Federal and state depreciation recapture and/or capital gain income taxes can be as high as 35%, and even higher under certain circumstances. Payment of these taxes can dramatically diminish an investor’s equity and cash positions, which in turn impedes the investor’s ability to grow his net worth by acquiring larger properties that produce greater cash flow.
Increase Your Value to Your Clients
Real estate agents can significantly increase their value to their clients by assisting them in deferring 100% of their income tax liabilities by structuring their real estate transactions as 1031 tax-deferred exchanges. Investors will be able to exchange into larger properties with greater income potential because 100% of their equity remains invested instead of going toward the payment of income taxes.
Swap Until You Drop; Always Defer the Income Taxes
Agents and investors often ask when should they complete a 1031 exchange, and what’s the best way to take advantage of exchanging. The short answer is: always exchange; always defer the income taxes! The best way to use the 1031 exchange is to “Swap Until You Drop.” Always keep the equity invested by structuring 1031 exchanges. Never pay income taxes on the sale of investment property unless there is a very good reason for doing so.

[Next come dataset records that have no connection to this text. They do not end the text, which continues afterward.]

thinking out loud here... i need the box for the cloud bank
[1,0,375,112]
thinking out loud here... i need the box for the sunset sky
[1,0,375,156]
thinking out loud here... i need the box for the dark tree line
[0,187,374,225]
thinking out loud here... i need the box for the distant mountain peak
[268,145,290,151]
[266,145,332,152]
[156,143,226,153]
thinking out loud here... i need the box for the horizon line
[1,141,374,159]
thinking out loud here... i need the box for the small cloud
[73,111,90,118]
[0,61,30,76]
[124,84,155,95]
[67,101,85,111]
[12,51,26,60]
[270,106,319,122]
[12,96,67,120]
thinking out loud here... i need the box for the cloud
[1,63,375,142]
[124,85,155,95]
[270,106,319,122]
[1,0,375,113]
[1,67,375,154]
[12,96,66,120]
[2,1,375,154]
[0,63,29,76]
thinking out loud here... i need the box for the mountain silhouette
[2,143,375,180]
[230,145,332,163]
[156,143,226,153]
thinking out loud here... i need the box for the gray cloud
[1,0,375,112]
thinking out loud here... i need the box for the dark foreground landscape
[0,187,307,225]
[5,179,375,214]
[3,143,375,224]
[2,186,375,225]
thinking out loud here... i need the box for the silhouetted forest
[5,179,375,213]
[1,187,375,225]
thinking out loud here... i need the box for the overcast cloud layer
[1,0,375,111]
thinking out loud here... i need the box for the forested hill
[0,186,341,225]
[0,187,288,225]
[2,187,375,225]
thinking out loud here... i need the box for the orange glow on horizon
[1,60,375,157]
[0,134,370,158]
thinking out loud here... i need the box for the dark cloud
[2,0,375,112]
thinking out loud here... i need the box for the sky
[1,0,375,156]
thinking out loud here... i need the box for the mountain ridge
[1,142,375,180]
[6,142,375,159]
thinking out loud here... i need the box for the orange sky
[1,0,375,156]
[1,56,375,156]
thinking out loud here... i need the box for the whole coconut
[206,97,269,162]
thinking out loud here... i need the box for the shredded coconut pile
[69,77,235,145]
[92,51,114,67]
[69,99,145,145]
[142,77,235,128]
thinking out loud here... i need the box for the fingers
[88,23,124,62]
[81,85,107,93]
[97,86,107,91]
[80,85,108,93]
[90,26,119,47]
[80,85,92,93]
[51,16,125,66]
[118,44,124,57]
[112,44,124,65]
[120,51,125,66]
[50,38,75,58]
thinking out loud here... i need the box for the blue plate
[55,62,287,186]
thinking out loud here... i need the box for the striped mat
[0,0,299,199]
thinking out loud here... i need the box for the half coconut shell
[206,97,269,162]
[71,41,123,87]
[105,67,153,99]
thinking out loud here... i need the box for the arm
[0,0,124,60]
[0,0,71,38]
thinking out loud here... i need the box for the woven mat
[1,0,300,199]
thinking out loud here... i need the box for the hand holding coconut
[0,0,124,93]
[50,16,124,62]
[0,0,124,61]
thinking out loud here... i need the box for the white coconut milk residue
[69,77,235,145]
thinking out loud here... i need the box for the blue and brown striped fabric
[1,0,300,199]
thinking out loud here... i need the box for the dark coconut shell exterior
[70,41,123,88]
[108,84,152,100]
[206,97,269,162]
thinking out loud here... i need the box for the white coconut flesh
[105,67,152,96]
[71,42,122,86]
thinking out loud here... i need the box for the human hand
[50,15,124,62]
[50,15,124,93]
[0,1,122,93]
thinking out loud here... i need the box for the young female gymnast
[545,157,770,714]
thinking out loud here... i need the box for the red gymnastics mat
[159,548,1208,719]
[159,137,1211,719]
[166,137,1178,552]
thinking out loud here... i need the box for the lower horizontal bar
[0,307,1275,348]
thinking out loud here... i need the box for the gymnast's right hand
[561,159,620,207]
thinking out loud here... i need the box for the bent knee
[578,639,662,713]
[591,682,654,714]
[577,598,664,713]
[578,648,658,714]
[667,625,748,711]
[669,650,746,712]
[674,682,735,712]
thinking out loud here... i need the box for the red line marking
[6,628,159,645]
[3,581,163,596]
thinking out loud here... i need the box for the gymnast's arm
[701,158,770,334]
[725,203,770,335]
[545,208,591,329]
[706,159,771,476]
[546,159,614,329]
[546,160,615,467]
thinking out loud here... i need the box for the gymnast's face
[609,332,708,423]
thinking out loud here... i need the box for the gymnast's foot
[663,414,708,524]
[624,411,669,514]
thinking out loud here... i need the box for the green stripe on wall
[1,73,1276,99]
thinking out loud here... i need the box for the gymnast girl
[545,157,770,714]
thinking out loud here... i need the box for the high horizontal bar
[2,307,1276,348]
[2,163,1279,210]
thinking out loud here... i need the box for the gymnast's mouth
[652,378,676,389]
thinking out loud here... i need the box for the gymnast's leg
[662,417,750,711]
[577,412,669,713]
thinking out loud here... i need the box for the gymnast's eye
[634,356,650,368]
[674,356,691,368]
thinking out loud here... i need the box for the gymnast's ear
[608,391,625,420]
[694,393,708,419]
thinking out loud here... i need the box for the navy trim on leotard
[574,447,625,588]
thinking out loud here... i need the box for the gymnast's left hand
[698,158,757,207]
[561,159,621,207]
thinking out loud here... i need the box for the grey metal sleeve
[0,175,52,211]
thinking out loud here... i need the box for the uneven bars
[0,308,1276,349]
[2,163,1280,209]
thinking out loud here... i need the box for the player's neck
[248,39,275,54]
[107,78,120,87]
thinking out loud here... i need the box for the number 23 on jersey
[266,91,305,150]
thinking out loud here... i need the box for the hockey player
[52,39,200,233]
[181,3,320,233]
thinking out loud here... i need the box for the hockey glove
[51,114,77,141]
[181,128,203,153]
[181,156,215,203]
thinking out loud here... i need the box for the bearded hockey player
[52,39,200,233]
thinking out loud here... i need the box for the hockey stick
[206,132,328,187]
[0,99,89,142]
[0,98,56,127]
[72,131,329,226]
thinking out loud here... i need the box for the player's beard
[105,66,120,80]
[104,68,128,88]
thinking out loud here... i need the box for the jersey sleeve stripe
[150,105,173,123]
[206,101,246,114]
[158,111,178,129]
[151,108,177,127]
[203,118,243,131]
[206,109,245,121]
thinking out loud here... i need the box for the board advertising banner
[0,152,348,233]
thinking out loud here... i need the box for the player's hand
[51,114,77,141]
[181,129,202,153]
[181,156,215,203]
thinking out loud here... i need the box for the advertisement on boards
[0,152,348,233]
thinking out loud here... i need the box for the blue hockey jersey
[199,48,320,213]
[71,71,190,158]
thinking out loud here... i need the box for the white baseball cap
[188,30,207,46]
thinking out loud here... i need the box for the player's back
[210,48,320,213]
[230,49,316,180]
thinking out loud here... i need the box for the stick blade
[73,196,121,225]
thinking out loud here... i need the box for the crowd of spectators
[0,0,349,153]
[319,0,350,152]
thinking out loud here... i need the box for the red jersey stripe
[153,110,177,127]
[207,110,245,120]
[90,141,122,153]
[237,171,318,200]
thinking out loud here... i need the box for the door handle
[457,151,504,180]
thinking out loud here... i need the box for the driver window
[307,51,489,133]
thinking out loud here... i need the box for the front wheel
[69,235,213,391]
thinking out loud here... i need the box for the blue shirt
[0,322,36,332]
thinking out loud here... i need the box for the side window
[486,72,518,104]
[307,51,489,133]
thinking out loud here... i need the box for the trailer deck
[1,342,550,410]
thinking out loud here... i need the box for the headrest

By following the Swap Until You Drop strategy the investor will continue to exchange throughout his lifetime and will always defer the income tax liabilities each time he sells investment real estate by acquiring like-kind replacement property. The value of his real estate portfolio will grow exponentially faster when the income taxes are deferred, and consequently their net worth will also grow substantially greater than if they paid income taxes as they went along.
Step-up In Cost Basis
When the investor passes away his heirs will receive a step-up in cost basis equal to the fair market value of the property as of the date of his death, or his heirs can elect an alternate valuation date six months after the date of his death. The heirs could immediately sell the property without incurring any depreciation recapture and/or capital gain income tax liabilities.